March 12, 2026 · 7 min read

Running LLMs on Kubernetes with vLLM — GPU Setup and Autoscaling

Deploy LLMs on Kubernetes with vLLM: GPU node setup, NVIDIA device plugin, KEDA autoscaling, multi-model serving, and spot GPU cost reduction strategies.

Running large language models on Kubernetes has become a core infrastructure requirement for AI-native companies. vLLM — the highest-throughput LLM serving engine available as of 2026 — has become the standard for production LLM deployment, offering PagedAttention for memory efficiency and continuous batching for throughput.

This guide covers the complete setup: GPU node configuration in Kubernetes, deploying vLLM as a Kubernetes workload, autoscaling with KEDA, multi-model serving strategies, and cost optimization with spot GPU instances.

Why vLLM for Production LLM Serving

Before infrastructure details, why vLLM specifically:

PagedAttention — vLLM manages KV cache memory like an OS page table, eliminating memory waste from reserved but unused attention caches.
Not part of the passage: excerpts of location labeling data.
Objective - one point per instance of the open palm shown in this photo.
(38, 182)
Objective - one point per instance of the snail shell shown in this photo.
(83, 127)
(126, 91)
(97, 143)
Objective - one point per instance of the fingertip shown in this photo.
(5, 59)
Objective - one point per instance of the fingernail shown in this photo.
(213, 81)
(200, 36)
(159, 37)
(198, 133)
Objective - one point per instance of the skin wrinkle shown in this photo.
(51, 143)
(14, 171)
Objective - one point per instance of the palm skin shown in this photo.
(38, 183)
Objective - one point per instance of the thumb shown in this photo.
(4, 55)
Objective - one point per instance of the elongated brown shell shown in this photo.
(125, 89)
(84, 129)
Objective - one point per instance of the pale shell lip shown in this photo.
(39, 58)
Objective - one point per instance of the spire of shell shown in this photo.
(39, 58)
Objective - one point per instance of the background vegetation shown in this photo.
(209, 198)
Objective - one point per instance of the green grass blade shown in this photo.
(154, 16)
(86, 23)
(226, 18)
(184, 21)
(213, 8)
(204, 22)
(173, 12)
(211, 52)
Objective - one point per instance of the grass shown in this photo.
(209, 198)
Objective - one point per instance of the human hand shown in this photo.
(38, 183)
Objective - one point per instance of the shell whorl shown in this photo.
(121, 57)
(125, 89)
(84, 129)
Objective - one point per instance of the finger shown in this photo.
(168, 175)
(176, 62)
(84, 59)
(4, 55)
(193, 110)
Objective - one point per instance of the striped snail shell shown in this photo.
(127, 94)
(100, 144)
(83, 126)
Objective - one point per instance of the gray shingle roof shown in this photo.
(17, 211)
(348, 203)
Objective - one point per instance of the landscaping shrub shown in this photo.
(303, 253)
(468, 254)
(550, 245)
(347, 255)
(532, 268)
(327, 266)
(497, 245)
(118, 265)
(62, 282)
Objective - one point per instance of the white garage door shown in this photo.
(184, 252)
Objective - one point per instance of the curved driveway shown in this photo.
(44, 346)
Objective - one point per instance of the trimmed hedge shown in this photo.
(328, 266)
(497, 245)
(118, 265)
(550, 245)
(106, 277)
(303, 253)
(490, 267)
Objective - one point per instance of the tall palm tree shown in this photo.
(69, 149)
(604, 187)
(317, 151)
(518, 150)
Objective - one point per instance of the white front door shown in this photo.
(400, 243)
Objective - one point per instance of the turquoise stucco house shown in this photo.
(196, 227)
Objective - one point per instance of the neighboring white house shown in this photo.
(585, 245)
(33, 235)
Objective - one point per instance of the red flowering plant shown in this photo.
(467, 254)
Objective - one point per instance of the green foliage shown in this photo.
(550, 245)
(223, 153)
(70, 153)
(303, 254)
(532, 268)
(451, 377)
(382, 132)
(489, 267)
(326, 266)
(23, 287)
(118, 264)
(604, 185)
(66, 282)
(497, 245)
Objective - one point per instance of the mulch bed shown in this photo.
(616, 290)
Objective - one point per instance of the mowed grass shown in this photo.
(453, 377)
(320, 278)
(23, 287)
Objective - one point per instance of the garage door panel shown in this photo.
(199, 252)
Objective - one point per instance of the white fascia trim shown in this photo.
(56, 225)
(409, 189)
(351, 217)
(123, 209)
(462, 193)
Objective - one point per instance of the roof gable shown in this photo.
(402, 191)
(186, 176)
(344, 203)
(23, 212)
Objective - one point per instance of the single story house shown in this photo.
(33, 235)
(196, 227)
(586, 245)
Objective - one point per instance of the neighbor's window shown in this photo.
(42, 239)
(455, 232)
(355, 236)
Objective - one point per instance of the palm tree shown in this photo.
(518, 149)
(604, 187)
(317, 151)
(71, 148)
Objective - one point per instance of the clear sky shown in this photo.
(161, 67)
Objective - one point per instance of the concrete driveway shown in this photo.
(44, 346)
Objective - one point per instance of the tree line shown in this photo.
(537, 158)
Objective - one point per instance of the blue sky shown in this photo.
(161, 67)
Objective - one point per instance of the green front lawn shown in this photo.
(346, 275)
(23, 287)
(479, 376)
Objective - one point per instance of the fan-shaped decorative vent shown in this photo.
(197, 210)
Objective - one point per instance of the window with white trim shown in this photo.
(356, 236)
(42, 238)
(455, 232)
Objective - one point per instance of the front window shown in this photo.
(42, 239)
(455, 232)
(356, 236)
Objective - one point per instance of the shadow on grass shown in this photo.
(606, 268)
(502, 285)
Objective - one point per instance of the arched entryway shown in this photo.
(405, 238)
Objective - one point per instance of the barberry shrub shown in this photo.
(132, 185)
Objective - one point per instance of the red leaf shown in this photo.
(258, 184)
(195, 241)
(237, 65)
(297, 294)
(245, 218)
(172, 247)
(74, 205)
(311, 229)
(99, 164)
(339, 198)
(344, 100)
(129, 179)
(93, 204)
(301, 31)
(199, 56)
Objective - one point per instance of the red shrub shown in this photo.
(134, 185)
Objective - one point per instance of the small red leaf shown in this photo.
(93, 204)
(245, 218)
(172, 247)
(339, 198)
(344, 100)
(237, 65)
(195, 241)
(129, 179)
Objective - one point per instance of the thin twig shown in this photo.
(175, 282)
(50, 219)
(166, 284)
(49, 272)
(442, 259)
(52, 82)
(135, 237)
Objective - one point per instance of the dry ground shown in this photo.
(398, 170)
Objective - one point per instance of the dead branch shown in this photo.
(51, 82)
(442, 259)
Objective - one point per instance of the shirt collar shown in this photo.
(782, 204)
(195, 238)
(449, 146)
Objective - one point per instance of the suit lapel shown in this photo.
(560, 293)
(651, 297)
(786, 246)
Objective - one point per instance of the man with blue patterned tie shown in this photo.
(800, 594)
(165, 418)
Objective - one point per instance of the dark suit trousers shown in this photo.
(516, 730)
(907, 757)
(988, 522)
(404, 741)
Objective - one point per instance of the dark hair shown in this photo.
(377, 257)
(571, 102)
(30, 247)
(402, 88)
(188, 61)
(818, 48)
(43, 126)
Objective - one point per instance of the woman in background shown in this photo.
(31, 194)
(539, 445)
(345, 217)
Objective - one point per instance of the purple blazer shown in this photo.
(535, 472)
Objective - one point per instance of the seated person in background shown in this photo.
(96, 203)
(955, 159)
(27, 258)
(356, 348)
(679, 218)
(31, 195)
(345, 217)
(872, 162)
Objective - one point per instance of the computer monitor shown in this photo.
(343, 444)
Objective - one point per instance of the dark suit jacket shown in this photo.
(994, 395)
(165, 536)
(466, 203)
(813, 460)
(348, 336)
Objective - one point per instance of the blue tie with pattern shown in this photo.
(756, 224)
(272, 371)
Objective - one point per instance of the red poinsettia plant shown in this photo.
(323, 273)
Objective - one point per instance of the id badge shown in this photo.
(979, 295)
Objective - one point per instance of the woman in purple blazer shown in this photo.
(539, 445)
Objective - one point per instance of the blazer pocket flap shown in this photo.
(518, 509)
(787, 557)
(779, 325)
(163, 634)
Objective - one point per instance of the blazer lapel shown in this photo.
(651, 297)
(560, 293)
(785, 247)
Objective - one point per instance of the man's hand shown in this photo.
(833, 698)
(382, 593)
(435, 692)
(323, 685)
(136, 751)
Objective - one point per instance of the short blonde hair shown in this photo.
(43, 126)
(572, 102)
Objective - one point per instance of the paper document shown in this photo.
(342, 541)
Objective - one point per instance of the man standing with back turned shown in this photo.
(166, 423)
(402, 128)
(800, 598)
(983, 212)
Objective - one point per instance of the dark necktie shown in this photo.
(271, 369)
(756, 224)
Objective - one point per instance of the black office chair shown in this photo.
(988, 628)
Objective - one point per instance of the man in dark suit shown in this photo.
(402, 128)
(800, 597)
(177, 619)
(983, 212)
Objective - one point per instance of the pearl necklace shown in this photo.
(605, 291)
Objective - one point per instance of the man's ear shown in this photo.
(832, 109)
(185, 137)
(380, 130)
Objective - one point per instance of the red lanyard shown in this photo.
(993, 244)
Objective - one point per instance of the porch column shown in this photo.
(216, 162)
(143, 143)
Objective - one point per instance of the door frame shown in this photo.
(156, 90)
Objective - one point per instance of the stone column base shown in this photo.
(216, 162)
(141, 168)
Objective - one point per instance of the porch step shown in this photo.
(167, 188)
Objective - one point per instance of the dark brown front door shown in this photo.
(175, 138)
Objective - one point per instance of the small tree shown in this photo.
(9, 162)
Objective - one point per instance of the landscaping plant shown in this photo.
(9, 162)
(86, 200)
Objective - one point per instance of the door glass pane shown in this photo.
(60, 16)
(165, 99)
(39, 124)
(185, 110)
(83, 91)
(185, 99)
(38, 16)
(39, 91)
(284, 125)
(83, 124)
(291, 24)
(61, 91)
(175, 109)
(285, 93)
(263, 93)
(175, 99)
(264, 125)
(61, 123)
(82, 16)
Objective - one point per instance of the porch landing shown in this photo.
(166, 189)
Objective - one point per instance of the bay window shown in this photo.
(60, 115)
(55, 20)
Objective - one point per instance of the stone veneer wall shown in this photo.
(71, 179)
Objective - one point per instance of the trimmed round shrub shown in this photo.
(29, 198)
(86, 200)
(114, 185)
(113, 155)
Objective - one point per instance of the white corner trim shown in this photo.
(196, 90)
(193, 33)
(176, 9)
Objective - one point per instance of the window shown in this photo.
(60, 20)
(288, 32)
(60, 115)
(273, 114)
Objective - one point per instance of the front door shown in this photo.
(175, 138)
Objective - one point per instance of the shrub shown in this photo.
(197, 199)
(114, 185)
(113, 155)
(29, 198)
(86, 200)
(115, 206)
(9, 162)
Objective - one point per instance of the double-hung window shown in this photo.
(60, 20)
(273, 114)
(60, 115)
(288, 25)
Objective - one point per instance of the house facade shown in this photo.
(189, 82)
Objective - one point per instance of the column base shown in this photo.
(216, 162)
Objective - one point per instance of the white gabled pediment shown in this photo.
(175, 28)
This increases effective throughput by 2-4x compared to naive implementations.

Continuous batching — vLLM dynamically batches requests at the iteration level rather than the request level. New requests join in-progress batches, dramatically improving GPU utilization during variable load.

Tensor parallelism — vLLM can shard a single model across multiple GPUs within a node, enabling models too large for a single GPU.

OpenAI-compatible API — the vLLM server exposes an API compatible with OpenAI’s chat/completions endpoint. Applications built against OpenAI’s API require zero code changes to switch to a self-hosted vLLM deployment.

Step 1: GPU Node Pool Setup

GPU nodes require specific configuration before Kubernetes can schedule GPU workloads on them.

EKS GPU Node Group (eksctl):

# eksctl cluster config for GPU node group
nodeGroups:
  - name: gpu-nodes
    instanceType: g5.xlarge    # NVIDIA A10G, 24GB VRAM
    desiredCapacity: 2
    minSize: 0
    maxSize: 10
    ami: AL2_x86_64_GPU        # GPU-optimized AMI with NVIDIA drivers
    taints:
    - key: nvidia.com/gpu
      value: "true"
      effect: NoSchedule
    labels:
      node-role.kubernetes.io/gpu: "true"
      nvidia.com/gpu.present: "true"

The taint nvidia.com/gpu=true:NoSchedule is critical — it prevents non-GPU workloads from being scheduled on expensive GPU nodes.

GKE GPU Node Pool:

gcloud container node-pools create gpu-pool \
  --cluster my-cluster \
  --region us-central1 \
  --machine-type n1-standard-8 \
  --accelerator type=nvidia-tesla-a100,count=1 \
  --num-nodes 2 \
  --min-nodes 0 \
  --max-nodes 10 \
  --node-taints nvidia.com/gpu=present:NoSchedule

Step 2: NVIDIA Device Plugin

The NVIDIA Device Plugin is required for Kubernetes to recognize and allocate GPU resources. Without it, the scheduler can’t see GPUs and resource requests for nvidia.com/gpu will fail.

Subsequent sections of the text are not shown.